Auch Klimawandel ein Faktor
Doch nicht nur auf der Südhalbkugel wurde für den Schweizer Riebelmais Forschungs-Potenzial erschlossen, auch in der Heimat ist der Verein aktiv. Während in Vorarlberg die wissenschaftliche Begleitung des Projekts praktisch ausschließlich in den Händen von Richard Dietrich liegt, wurde diese bei den Schweizer Nachbarn sehr breit aufgestellt.
„Seit dem Start des Projekts“, so Oppliger, „haben sich die Rahmenbedingungen sehr schnell verändert. Der Klimawandel hat mit mehr Wärme kombiniert mit Feuchtigkeit einen stärkeren Pilzkrankheitsdruck mit sich gebracht.“ Zudem sorgte die eidgenössische Lebensmittelgesetzgebung mit strengeren Grenzwerten für Pilzgifte für eine neue Herausforderung, auf die entsprechend reagiert wurde.
Regionale Werte schützen
„Diese beiden Faktoren führten dazu, dass der Verein Rheintaler Ribelmais nicht nur in Salez intensiv forscht, sondern auch schon vor zwölf Jahren ein Pilotprojekt zur Weiterentwicklung dieser historischen Sorte startete, damit wir wieder fit für heutige Rahmenbedingungen sind. Dies machen wir zusammen mit der Universität Hohenheim in Stuttgart. Soviel ich weiß, ist dies ein weltweit bedeutungsvolles Projekt zur Verbesserung einer historischen, sortenechten (= nicht-hybriden) Maissorte“, so Oppliger. Er war auch maßgeblich daran beteiligt, dass Rheintaler Riebelmais durch die Eintragung ins Register der IGP (Indication Géographique Protégée – geschützte Herkunftsbezeichnung) als traditionelle Spezialität geschützt wurde. Oppliger hat sich nicht nur um den Riebelmais verdient gemacht, er war u. a. auch maßgeblich daran beteiligt, dass die St.

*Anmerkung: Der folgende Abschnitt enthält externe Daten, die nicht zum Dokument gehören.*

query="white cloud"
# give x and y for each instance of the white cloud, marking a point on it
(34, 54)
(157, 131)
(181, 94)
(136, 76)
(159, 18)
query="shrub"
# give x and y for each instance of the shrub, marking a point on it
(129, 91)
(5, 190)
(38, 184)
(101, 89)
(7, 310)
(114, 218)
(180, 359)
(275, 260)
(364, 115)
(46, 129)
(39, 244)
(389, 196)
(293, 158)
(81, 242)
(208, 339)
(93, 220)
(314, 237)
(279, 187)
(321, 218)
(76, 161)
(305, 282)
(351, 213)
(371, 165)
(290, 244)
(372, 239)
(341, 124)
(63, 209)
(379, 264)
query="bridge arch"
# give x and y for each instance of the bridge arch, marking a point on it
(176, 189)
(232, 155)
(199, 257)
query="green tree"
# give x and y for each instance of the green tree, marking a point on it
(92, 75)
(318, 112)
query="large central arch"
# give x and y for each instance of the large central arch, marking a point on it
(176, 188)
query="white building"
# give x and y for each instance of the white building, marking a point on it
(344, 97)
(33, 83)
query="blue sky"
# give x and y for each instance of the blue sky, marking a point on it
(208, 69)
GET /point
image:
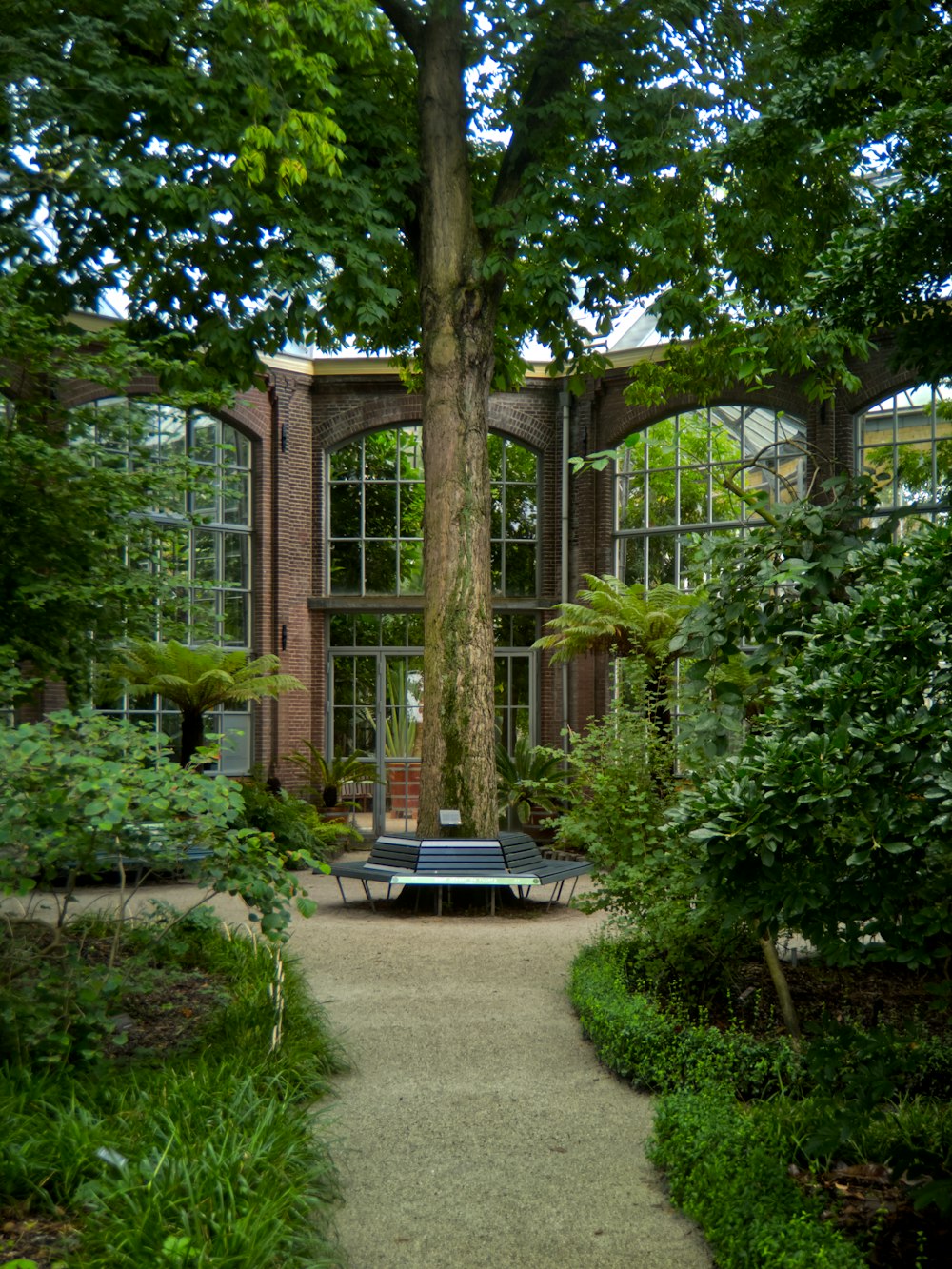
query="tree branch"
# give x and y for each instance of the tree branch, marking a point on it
(406, 22)
(559, 58)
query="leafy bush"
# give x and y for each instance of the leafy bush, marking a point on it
(834, 818)
(295, 823)
(621, 783)
(205, 1158)
(727, 1169)
(663, 1047)
(84, 795)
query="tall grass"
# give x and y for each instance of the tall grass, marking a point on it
(209, 1159)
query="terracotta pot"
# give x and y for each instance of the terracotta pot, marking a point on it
(404, 787)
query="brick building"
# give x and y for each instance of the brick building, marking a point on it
(312, 545)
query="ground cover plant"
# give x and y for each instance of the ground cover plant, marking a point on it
(188, 1138)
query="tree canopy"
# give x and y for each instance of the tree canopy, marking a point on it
(434, 179)
(834, 197)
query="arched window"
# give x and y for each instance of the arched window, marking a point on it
(684, 476)
(211, 555)
(375, 515)
(905, 442)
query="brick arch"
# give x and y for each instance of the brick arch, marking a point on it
(883, 389)
(356, 416)
(640, 419)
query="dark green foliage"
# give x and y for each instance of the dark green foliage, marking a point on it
(204, 1158)
(295, 823)
(529, 780)
(664, 1046)
(326, 776)
(197, 679)
(727, 1169)
(834, 818)
(830, 224)
(762, 590)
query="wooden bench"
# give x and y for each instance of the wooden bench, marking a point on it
(512, 860)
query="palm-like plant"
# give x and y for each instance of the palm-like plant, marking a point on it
(198, 679)
(327, 774)
(529, 778)
(626, 621)
(621, 620)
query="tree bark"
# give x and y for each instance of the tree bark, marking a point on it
(459, 311)
(783, 989)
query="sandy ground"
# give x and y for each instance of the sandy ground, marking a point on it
(476, 1126)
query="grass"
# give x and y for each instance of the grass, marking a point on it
(205, 1158)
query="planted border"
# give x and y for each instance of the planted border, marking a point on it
(725, 1169)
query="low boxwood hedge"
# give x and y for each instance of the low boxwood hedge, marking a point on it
(726, 1165)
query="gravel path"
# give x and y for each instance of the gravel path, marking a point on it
(478, 1127)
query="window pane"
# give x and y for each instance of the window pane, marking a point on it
(380, 511)
(380, 567)
(520, 570)
(346, 567)
(346, 511)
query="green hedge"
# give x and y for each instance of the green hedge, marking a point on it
(662, 1050)
(726, 1169)
(726, 1164)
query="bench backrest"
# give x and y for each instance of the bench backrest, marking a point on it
(464, 857)
(520, 852)
(395, 852)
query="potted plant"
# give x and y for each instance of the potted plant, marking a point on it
(531, 782)
(326, 776)
(402, 738)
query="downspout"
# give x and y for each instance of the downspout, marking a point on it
(564, 401)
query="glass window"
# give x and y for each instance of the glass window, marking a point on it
(684, 476)
(905, 442)
(375, 519)
(211, 556)
(376, 514)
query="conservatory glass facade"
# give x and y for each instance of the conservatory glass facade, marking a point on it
(211, 553)
(692, 473)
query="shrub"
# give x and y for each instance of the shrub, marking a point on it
(84, 795)
(727, 1169)
(295, 825)
(204, 1158)
(659, 1047)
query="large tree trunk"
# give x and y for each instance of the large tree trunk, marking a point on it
(192, 735)
(459, 323)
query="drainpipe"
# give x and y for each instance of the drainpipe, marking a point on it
(564, 401)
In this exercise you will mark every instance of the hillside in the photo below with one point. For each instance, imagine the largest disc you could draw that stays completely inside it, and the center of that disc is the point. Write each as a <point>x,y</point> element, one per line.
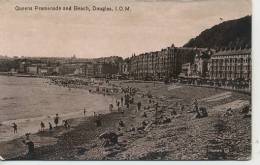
<point>229,33</point>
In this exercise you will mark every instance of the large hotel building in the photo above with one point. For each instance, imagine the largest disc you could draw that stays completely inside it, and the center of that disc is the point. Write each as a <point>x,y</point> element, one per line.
<point>161,64</point>
<point>230,65</point>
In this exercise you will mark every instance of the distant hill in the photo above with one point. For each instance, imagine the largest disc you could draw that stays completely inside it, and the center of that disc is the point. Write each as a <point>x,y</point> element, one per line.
<point>233,33</point>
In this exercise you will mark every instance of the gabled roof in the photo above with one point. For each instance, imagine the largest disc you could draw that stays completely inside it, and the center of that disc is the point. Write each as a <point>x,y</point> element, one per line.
<point>232,52</point>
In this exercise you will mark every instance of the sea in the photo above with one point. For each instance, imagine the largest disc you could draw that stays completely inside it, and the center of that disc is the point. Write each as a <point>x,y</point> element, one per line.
<point>28,101</point>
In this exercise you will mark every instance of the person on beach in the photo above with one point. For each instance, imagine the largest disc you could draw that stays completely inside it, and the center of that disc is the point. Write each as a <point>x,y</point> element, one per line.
<point>139,106</point>
<point>15,127</point>
<point>56,120</point>
<point>84,112</point>
<point>30,144</point>
<point>122,101</point>
<point>50,126</point>
<point>66,124</point>
<point>42,126</point>
<point>195,106</point>
<point>98,120</point>
<point>118,104</point>
<point>110,107</point>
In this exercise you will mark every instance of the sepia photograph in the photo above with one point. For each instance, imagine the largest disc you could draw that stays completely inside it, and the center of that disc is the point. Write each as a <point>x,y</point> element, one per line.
<point>124,80</point>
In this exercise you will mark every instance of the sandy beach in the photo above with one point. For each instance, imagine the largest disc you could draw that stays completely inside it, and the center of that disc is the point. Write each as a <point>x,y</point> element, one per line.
<point>180,137</point>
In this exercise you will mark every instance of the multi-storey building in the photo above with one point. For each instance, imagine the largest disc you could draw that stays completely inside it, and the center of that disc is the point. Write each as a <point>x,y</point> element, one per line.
<point>161,64</point>
<point>231,64</point>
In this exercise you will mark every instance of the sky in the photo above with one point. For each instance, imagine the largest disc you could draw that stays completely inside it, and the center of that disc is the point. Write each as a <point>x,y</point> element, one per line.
<point>150,25</point>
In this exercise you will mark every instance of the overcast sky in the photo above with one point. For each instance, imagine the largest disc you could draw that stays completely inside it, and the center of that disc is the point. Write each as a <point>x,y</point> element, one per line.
<point>149,26</point>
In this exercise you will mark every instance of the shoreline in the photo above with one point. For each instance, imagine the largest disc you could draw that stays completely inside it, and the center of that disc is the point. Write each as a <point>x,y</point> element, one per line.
<point>82,142</point>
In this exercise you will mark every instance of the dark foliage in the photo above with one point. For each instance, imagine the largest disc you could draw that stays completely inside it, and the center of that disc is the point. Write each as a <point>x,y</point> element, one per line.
<point>233,33</point>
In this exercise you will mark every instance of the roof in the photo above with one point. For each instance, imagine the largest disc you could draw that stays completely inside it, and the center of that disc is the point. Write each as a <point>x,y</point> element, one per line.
<point>232,52</point>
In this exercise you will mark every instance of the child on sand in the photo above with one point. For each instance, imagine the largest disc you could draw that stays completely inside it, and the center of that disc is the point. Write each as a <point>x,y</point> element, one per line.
<point>42,126</point>
<point>50,126</point>
<point>56,120</point>
<point>15,127</point>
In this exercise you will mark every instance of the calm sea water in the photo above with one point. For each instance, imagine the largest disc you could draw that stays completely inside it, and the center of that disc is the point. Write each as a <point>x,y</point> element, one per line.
<point>27,101</point>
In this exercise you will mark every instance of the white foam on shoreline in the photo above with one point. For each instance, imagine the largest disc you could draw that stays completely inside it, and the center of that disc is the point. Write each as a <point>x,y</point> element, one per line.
<point>234,105</point>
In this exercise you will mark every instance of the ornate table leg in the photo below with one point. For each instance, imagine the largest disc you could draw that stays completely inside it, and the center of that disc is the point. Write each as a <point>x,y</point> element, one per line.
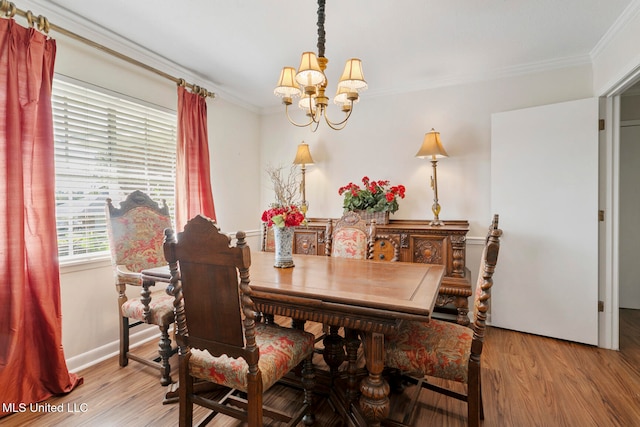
<point>374,400</point>
<point>353,343</point>
<point>333,350</point>
<point>462,305</point>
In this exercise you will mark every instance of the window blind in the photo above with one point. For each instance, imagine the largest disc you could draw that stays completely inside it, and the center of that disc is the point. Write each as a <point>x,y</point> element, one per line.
<point>106,146</point>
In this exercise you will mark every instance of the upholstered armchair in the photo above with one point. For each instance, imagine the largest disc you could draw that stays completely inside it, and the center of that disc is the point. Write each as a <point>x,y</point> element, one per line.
<point>448,350</point>
<point>136,233</point>
<point>219,340</point>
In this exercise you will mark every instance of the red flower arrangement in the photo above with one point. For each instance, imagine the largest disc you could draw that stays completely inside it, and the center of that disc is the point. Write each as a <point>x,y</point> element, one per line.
<point>283,216</point>
<point>376,196</point>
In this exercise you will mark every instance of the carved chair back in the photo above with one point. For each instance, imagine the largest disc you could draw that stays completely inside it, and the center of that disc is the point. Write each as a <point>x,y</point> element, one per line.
<point>136,231</point>
<point>211,284</point>
<point>483,286</point>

Galler Kalbsbratwurst (Olma-Bratwurst) geschützte Marke wurde.
Vermarktungsstrategien
Aber nicht nur beim Anbau und der Pflanzenzucht sind die Schweizer Profis, sie entwickeln auch bei der Vermarktung interessante und unkonventionelle Strategien. Als Versuche mit Riebelmais-Chips sehr erfolgversprechend waren, wurde ein Praxisprojekt mit der WTT Wissenstransferstelle Wirtschaft, OST – Ostschweizer Fachhochschule St. Gallen initiiert. Gleichzeitig konnte die Lütolfs AG in St. Margrethen als Partner gewonnen werden. Dieses Unternehmen orderte in Kalifornien eine Chips-Maschine und begann 2019 mit der Produktion. Dafür wurde eine eigene Tochtergesellschaft, die Lütolfs Spezialitäten AG gegründet.
15 Tonnen Chips verkauft
Es wurde auf Anhieb eine Erfolgsgeschichte, wie Christian Lütolf nach einem Jahr in einer ersten Bilanz stolz vermelden konnte: „Wir verkauften über 15 Tonnen Chips, etwa 100.000 Packungen.“ Ribelmais-Chips gibt es heute z. B. bei Migros oder Volg (Verband ostschweizerischer landwirtschaftlicher Genossenschaften, rund 600 Filialen und 1,65 Milliarden Euro Jahresumsatz), in vielen Dorfläden oder bei der Landi (270 Filialen, rund 1,25 Milliarden Euro Jahresumsatz). Vermarktungsschienen, von denen man in Vorarlberg nur träumen kann. Aber Richard Dietrich hat schon viel geschafft und vielleicht kann man da die eine oder andere Idee abkupfern – auf dem Weg zum gemeinsamen „Riebelland Rheintal“. STP

Susanne Maaß und Richard Dietrich mobilisierten die „allerletzten Körner“.